Lastly, the Revelate Harness includes a bottom center strap for stability. The strap is designed to go around the head tube or fork crown to add downward pull and prevent bouncing. It’s very adjustable thanks to its cam locking buckle and multiple attachment points, and it reduces bouncing effectively. My only gripe: when the foam spacer gets dusty it makes maddening squeaky noises!

EVA spacer and cam locking strap reduce bouncing by securing the harness to the head tube or crown. Only gripe: the strap and spacer squeak when dusty.

If you happen to be using the Harness with the Mountain Feedbag from Revelate Designs, there’s a clever way to integrate the two so they don’t fight for limited handlebar space. The feedbag includes a plastic loop that can attach to the Harness’s mounting strap:

Revelate’s Harness and the Mountain Feedbag are cleverly designed to work well together.

Using the Revelate Harness with Drop Bars

The Revelate Harness works with both flat bars and drop bars. Of the 5700 miles I’ve logged with it, about 2000 have been on my drop bar Fargo with either 42cm Woodchipper bars or 48 cm PNW Coast bars. The harness measures 11.5 inches at its widest point, so it will fit even the narrowest of drop bars. The capacity is obviously limited by the space between the drops and it’s harder to access the bag while it’s in the harness, but otherwise it’s a great setup.

The Harness is 11.5 inches / 29 cm wide, so it should fit all but the very narrowest roadie drop bars.

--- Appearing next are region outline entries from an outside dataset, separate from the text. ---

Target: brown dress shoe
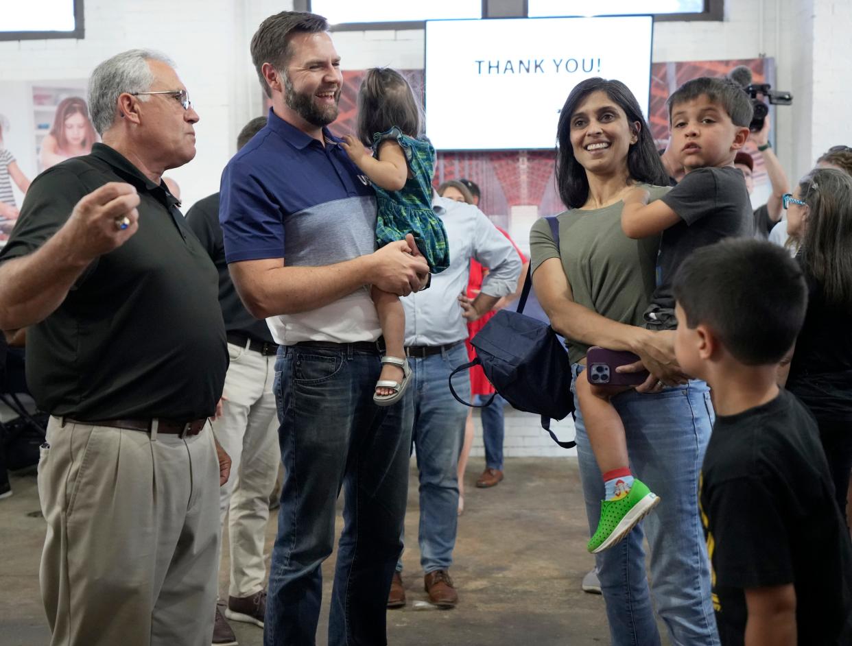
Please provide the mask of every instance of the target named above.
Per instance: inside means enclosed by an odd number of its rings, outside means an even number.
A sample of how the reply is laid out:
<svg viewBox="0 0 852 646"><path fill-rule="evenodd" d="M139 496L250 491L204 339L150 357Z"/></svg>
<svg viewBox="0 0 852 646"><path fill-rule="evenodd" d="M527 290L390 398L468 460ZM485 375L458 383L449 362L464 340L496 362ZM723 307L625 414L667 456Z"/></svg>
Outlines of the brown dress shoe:
<svg viewBox="0 0 852 646"><path fill-rule="evenodd" d="M402 576L394 573L390 580L390 594L388 595L388 608L402 608L406 605L406 589L402 587Z"/></svg>
<svg viewBox="0 0 852 646"><path fill-rule="evenodd" d="M481 489L486 489L493 487L501 480L503 480L503 471L499 469L486 469L476 481L476 486Z"/></svg>
<svg viewBox="0 0 852 646"><path fill-rule="evenodd" d="M438 608L455 608L458 603L458 595L452 586L452 580L446 570L435 570L423 577L426 591L429 592L429 602Z"/></svg>

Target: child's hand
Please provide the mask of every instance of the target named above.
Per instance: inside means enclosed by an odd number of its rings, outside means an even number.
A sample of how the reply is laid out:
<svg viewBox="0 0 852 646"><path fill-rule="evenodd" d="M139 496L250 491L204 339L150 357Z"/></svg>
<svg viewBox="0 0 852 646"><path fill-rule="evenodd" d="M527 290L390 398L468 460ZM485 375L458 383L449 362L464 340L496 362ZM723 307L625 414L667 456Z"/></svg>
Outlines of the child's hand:
<svg viewBox="0 0 852 646"><path fill-rule="evenodd" d="M632 188L628 189L627 193L625 193L623 201L625 205L640 204L644 206L648 205L650 198L651 193L649 193L647 189L642 188L640 186L635 186Z"/></svg>
<svg viewBox="0 0 852 646"><path fill-rule="evenodd" d="M18 210L10 205L0 202L0 217L5 217L8 220L17 220Z"/></svg>
<svg viewBox="0 0 852 646"><path fill-rule="evenodd" d="M361 159L365 157L370 157L370 152L360 141L358 141L352 135L344 135L343 141L340 142L340 145L343 147L343 150L346 151L346 154L349 156L355 164L360 164Z"/></svg>

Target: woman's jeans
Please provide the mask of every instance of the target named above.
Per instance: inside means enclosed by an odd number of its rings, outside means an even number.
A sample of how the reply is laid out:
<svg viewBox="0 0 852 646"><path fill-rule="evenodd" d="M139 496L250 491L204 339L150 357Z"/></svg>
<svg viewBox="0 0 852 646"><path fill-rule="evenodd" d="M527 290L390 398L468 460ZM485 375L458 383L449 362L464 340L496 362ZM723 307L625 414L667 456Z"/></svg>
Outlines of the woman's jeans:
<svg viewBox="0 0 852 646"><path fill-rule="evenodd" d="M574 365L574 377L584 367ZM715 646L719 637L698 508L699 476L713 423L710 390L702 381L690 381L657 394L630 390L613 403L625 424L633 475L660 498L656 509L624 540L597 555L613 644L660 643L645 574L642 537L647 533L651 592L671 643ZM603 480L577 406L577 453L590 535L601 515Z"/></svg>

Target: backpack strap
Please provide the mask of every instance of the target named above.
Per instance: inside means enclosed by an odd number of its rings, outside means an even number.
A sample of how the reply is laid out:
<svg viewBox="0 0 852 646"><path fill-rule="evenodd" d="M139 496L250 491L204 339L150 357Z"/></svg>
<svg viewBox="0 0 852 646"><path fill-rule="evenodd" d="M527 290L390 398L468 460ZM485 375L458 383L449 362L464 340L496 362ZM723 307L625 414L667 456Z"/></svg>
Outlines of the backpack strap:
<svg viewBox="0 0 852 646"><path fill-rule="evenodd" d="M547 220L547 223L550 226L550 235L553 237L553 241L556 243L556 251L559 251L559 221L556 219L556 216L548 216L544 218ZM524 280L524 288L521 291L521 298L518 300L518 309L515 311L518 314L524 313L524 308L527 306L527 299L529 298L530 290L532 289L532 264L530 263L527 265L527 278Z"/></svg>
<svg viewBox="0 0 852 646"><path fill-rule="evenodd" d="M495 390L494 394L492 395L488 398L488 401L486 401L484 404L470 404L463 400L461 397L459 397L458 395L456 393L456 389L452 387L452 378L456 375L456 373L461 372L463 370L469 370L474 366L480 366L481 365L481 363L482 361L480 360L480 358L476 357L475 359L474 359L474 360L462 364L458 368L450 372L450 392L452 393L452 396L456 398L456 401L458 401L459 404L464 404L464 406L469 406L471 408L485 408L486 406L489 406L491 402L494 401L494 397L497 396L497 391Z"/></svg>
<svg viewBox="0 0 852 646"><path fill-rule="evenodd" d="M567 441L560 441L559 438L556 437L556 434L550 430L550 418L547 415L541 416L541 427L550 434L550 438L556 442L562 448L573 448L577 446L577 442L573 440L568 440Z"/></svg>

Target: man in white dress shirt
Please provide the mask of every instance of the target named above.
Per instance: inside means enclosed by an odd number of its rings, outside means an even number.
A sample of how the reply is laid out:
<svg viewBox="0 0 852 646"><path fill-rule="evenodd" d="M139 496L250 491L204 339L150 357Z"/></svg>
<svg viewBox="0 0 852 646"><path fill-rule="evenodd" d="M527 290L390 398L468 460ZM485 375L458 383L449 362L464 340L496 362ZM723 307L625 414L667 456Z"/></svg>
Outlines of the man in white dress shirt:
<svg viewBox="0 0 852 646"><path fill-rule="evenodd" d="M450 393L452 369L468 361L464 339L468 320L491 310L515 291L521 260L511 243L478 208L435 195L435 211L450 244L450 267L432 276L429 289L402 298L406 309L406 350L413 382L414 427L420 476L420 562L429 601L452 608L458 596L450 579L458 515L458 454L468 409ZM475 299L463 295L473 258L489 268ZM453 378L460 394L470 392L465 372ZM463 397L464 395L462 395ZM405 605L400 572L391 585L388 605Z"/></svg>

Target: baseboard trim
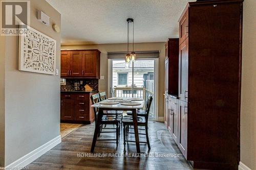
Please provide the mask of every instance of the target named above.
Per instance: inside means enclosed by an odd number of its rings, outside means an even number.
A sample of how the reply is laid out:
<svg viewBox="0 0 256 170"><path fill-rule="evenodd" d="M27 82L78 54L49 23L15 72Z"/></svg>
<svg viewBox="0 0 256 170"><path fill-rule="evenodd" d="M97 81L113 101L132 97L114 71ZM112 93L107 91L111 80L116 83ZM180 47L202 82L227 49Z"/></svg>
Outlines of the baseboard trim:
<svg viewBox="0 0 256 170"><path fill-rule="evenodd" d="M239 170L251 170L249 167L246 166L245 164L243 163L242 162L239 162L239 166L238 166Z"/></svg>
<svg viewBox="0 0 256 170"><path fill-rule="evenodd" d="M164 122L164 118L163 117L158 117L157 119L157 122Z"/></svg>
<svg viewBox="0 0 256 170"><path fill-rule="evenodd" d="M17 168L25 167L61 142L61 137L60 135L57 136L55 138L44 144L34 151L6 166L5 169L16 169Z"/></svg>

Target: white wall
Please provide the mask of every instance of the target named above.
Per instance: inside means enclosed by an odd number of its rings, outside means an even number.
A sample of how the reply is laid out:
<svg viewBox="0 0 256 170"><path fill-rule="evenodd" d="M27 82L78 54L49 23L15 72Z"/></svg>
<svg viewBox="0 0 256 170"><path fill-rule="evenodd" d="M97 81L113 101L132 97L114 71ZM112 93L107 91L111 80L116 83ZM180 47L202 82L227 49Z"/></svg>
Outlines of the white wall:
<svg viewBox="0 0 256 170"><path fill-rule="evenodd" d="M31 27L57 41L60 69L60 34L36 18L42 10L60 26L60 14L45 0L30 1ZM18 38L6 37L5 165L59 135L59 76L18 70Z"/></svg>
<svg viewBox="0 0 256 170"><path fill-rule="evenodd" d="M244 2L241 161L256 169L256 1Z"/></svg>
<svg viewBox="0 0 256 170"><path fill-rule="evenodd" d="M0 166L5 165L5 37L0 36Z"/></svg>

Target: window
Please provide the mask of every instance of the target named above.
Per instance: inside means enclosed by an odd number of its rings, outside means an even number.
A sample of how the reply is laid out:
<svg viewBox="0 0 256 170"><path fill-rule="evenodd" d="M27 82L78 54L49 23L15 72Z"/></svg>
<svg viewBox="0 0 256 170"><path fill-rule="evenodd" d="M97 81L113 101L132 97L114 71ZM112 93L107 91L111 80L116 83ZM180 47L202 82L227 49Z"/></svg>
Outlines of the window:
<svg viewBox="0 0 256 170"><path fill-rule="evenodd" d="M119 85L127 85L127 73L118 73L118 81Z"/></svg>

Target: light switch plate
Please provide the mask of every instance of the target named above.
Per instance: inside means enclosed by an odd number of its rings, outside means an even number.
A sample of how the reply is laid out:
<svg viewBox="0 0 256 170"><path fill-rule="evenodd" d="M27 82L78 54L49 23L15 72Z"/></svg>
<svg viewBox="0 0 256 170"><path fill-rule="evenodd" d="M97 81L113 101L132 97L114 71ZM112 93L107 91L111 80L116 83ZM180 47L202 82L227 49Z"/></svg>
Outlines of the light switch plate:
<svg viewBox="0 0 256 170"><path fill-rule="evenodd" d="M59 69L56 69L56 70L55 70L55 75L59 75Z"/></svg>

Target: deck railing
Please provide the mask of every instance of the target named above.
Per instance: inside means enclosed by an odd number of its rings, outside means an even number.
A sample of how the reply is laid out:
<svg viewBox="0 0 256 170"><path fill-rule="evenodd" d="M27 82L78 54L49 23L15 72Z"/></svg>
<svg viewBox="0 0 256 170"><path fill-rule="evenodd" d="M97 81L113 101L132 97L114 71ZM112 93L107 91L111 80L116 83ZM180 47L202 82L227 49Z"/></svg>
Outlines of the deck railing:
<svg viewBox="0 0 256 170"><path fill-rule="evenodd" d="M114 89L114 96L118 98L132 98L132 87L115 87ZM144 87L134 87L133 88L133 96L134 98L141 98L144 99Z"/></svg>

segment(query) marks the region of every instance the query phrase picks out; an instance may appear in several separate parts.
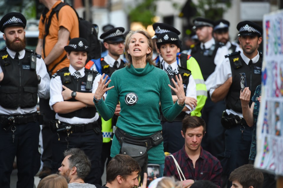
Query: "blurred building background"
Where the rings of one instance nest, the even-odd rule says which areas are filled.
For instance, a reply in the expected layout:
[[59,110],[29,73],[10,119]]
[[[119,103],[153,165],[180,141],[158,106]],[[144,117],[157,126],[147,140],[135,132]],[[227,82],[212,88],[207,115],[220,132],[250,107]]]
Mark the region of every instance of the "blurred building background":
[[[237,24],[249,20],[262,25],[263,15],[283,8],[281,0],[66,0],[79,15],[99,27],[99,35],[108,24],[127,31],[138,28],[154,34],[155,22],[169,24],[189,34],[192,21],[197,16],[212,20],[223,18],[230,22],[232,40],[236,36]],[[0,1],[0,17],[9,12],[22,12],[29,19],[39,19],[44,8],[39,0]]]

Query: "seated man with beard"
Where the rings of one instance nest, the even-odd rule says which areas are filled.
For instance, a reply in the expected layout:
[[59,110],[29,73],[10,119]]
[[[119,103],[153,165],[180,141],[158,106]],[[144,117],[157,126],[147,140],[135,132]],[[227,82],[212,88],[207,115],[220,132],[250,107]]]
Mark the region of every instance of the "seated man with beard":
[[58,170],[67,180],[68,187],[96,188],[94,185],[84,181],[91,171],[91,164],[83,151],[72,148],[65,151],[62,166]]
[[49,96],[50,79],[40,55],[25,48],[27,20],[11,12],[0,20],[7,47],[0,50],[0,186],[10,187],[17,157],[17,187],[33,188],[40,167],[37,95]]

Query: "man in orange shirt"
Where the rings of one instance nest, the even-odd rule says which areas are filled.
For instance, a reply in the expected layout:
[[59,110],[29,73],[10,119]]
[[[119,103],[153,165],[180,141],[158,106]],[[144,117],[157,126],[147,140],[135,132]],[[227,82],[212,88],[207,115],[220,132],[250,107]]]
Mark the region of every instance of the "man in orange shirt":
[[[64,47],[69,44],[70,39],[79,37],[78,20],[72,7],[64,6],[57,14],[53,14],[49,29],[46,29],[46,26],[48,25],[52,9],[62,1],[40,0],[40,2],[45,8],[40,21],[38,43],[36,51],[42,54],[51,76],[57,70],[69,66],[70,60],[66,58]],[[50,109],[49,103],[49,99],[40,99],[40,112],[43,115],[44,121],[42,130],[43,152],[41,158],[43,167],[39,176],[41,178],[50,174],[52,169],[51,139],[53,134],[49,128],[49,121],[55,119],[55,114]]]

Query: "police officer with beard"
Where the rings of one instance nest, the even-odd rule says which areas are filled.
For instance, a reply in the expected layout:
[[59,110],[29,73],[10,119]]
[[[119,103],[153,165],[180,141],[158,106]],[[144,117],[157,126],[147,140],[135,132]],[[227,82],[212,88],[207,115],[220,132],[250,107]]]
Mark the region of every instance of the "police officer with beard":
[[9,187],[15,156],[17,187],[33,188],[40,167],[37,95],[49,96],[50,78],[40,56],[25,49],[27,20],[11,12],[0,20],[7,47],[0,50],[0,185]]

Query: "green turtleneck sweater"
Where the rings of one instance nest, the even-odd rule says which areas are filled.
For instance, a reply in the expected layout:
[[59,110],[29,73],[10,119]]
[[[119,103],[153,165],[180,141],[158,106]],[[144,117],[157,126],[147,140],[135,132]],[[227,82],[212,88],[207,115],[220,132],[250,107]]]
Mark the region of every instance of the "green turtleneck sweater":
[[[107,121],[112,117],[119,101],[120,116],[116,126],[133,136],[147,137],[162,129],[159,119],[159,102],[163,115],[169,121],[172,121],[183,108],[177,103],[173,104],[166,73],[148,63],[143,69],[135,69],[131,65],[130,68],[116,70],[112,74],[111,80],[109,87],[114,87],[108,91],[105,102],[101,100],[95,103],[96,108]],[[125,97],[131,93],[136,94],[138,99],[136,104],[128,106]],[[120,148],[114,136],[111,157],[119,154]],[[149,163],[164,163],[163,150],[163,142],[150,149],[148,152]]]

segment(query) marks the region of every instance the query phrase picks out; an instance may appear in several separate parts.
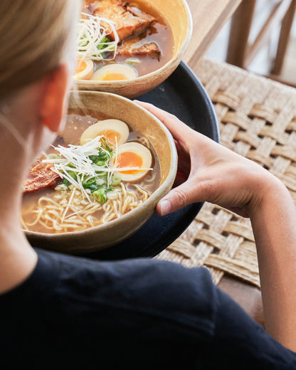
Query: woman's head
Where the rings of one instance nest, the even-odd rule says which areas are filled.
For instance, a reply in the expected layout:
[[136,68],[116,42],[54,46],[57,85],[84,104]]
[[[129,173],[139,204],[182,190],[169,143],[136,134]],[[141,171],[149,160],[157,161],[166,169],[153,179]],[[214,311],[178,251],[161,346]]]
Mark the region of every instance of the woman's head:
[[0,1],[2,171],[23,176],[60,128],[80,10],[80,0]]
[[79,5],[79,0],[0,1],[0,101],[61,61],[74,63]]

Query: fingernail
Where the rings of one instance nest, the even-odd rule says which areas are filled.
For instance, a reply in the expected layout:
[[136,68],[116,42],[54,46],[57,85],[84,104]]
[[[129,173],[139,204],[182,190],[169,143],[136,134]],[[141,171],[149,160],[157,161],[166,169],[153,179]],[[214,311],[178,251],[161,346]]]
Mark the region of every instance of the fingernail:
[[162,212],[162,215],[165,215],[166,213],[169,213],[171,211],[171,202],[167,199],[162,201],[160,202],[160,211]]

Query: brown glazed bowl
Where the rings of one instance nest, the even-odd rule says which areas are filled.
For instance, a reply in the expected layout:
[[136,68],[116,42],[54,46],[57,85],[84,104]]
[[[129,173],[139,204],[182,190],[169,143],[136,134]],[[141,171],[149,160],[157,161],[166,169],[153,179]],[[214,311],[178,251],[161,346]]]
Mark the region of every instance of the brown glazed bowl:
[[164,82],[178,67],[192,35],[192,18],[186,0],[147,0],[161,13],[169,23],[174,36],[174,51],[170,60],[161,68],[124,81],[76,80],[79,90],[105,91],[132,99],[152,90]]
[[159,161],[159,187],[136,208],[117,220],[99,226],[59,234],[26,231],[28,241],[34,247],[77,254],[99,250],[117,244],[135,233],[150,218],[158,201],[169,192],[174,184],[177,166],[174,141],[158,119],[129,99],[107,92],[72,92],[69,107],[81,107],[122,120],[149,139]]

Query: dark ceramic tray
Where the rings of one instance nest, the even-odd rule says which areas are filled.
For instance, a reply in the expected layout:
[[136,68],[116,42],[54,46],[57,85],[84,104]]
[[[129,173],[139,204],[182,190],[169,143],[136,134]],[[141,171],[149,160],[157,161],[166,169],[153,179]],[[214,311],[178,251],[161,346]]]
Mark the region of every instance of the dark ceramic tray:
[[[137,99],[174,114],[195,130],[219,142],[212,102],[201,82],[184,62],[162,85]],[[110,260],[154,257],[186,230],[201,206],[200,203],[191,204],[164,217],[155,213],[128,239],[85,257]]]

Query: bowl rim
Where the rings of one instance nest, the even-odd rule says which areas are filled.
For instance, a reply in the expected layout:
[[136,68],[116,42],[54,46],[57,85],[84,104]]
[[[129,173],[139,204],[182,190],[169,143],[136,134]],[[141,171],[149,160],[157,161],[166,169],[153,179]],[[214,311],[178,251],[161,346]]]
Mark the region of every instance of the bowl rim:
[[[155,204],[155,205],[156,205],[156,203],[169,191],[170,189],[171,188],[171,186],[174,184],[174,180],[176,174],[178,155],[177,155],[177,152],[176,152],[176,145],[174,143],[174,137],[173,137],[172,134],[171,134],[171,132],[169,132],[169,130],[164,125],[164,124],[162,123],[162,122],[159,119],[158,119],[154,115],[150,113],[150,112],[149,112],[145,108],[141,107],[140,105],[137,105],[136,102],[131,100],[130,99],[129,99],[127,97],[125,97],[121,95],[118,95],[112,93],[112,92],[102,92],[102,91],[81,90],[70,90],[70,94],[86,93],[88,95],[103,95],[105,96],[110,96],[111,98],[113,97],[115,99],[125,100],[127,102],[127,104],[130,104],[132,105],[134,105],[134,107],[137,107],[137,109],[144,112],[147,115],[150,116],[150,117],[152,118],[154,121],[156,121],[156,122],[157,122],[157,124],[162,127],[162,129],[166,133],[166,135],[168,138],[169,147],[171,149],[171,166],[170,170],[169,171],[169,174],[168,174],[167,176],[166,177],[165,180],[164,181],[163,184],[162,184],[162,185],[160,185],[160,186],[159,188],[157,188],[152,193],[151,196],[149,196],[149,198],[147,201],[145,201],[142,204],[138,206],[137,208],[132,209],[127,213],[125,213],[125,214],[121,216],[120,217],[119,217],[118,218],[116,218],[115,220],[112,220],[110,221],[108,221],[106,223],[103,223],[102,225],[98,225],[97,226],[90,227],[89,228],[86,228],[84,230],[80,230],[78,231],[68,231],[66,233],[40,233],[40,232],[37,232],[37,231],[25,230],[23,228],[22,230],[24,231],[25,234],[27,236],[40,236],[40,237],[44,237],[46,239],[50,238],[52,240],[52,239],[56,238],[56,239],[60,240],[60,239],[68,239],[68,237],[70,236],[73,236],[74,237],[74,236],[80,236],[82,234],[83,234],[83,235],[92,234],[92,233],[95,233],[97,230],[108,229],[110,227],[110,225],[112,226],[115,223],[124,222],[126,218],[130,218],[131,216],[132,216],[134,215],[136,215],[137,213],[139,213],[142,210],[142,208],[147,206],[147,202],[149,202],[149,204]],[[171,184],[171,186],[170,189],[166,190],[165,188],[167,186],[168,184]],[[155,211],[155,206],[154,206],[154,208]]]
[[193,33],[193,19],[192,19],[192,14],[191,11],[190,10],[189,6],[188,5],[188,3],[186,0],[181,0],[181,1],[183,3],[186,14],[187,16],[187,32],[186,36],[179,48],[179,51],[178,53],[174,56],[171,59],[168,60],[166,64],[162,65],[160,68],[158,68],[155,70],[153,70],[152,72],[150,72],[146,75],[143,75],[142,76],[137,77],[135,78],[132,78],[131,80],[115,80],[115,81],[96,81],[92,80],[74,80],[75,85],[77,85],[78,88],[80,85],[83,86],[84,88],[87,88],[88,85],[90,87],[93,85],[104,85],[105,86],[112,86],[114,85],[114,83],[120,83],[121,85],[124,86],[125,85],[130,84],[131,82],[135,82],[139,81],[139,83],[142,81],[145,81],[145,80],[149,79],[152,77],[154,77],[154,75],[159,75],[162,74],[162,72],[165,70],[166,70],[171,65],[174,65],[176,61],[177,61],[179,59],[181,59],[183,56],[184,55],[186,51],[187,50],[188,47],[189,46],[189,43],[191,42],[191,38],[192,38],[192,33]]

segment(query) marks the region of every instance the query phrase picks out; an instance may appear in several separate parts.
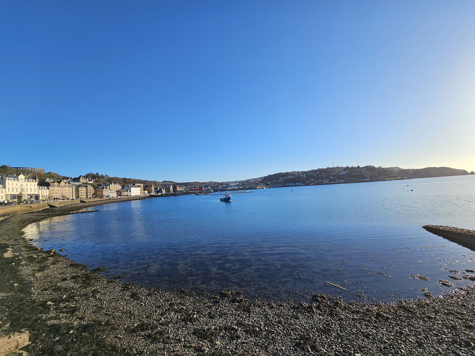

For running the Revelate Harness on drop handlebars I especially love the Sea to Summit eVent Compression Sack (or this similar model from REI). The lengthwise compression system allows for cramming more soft items into a smaller space between the drops. The only downside: it’s hard to access items inside the bag during the day, so it’s best used for sleep and camp gear.

View of handlebar bag on wide gravel drop bars
Revelate Harness and Sea to Summit eVent Compression Sack (14 L) with room to spare on 48 cm PNW Coast drop bars.
Revelate harness and Sea to Summit compression bag on drop handlebars in Morocco

Loading and Unloading

The Revelate Handlebar Harness uses three sturdy straps to secure a dry bag against the molded EVA cradle. Three straps may seem redundant (why not two?), but it’s actually a very thoughtful design. First, buckle the red center strap to secure the bag in a balanced position, then buckle the side straps without needing to hold the bag in place with your hand. It’s a small thing, but this kind of detail is so helpful for reducing daily futzing and frustration.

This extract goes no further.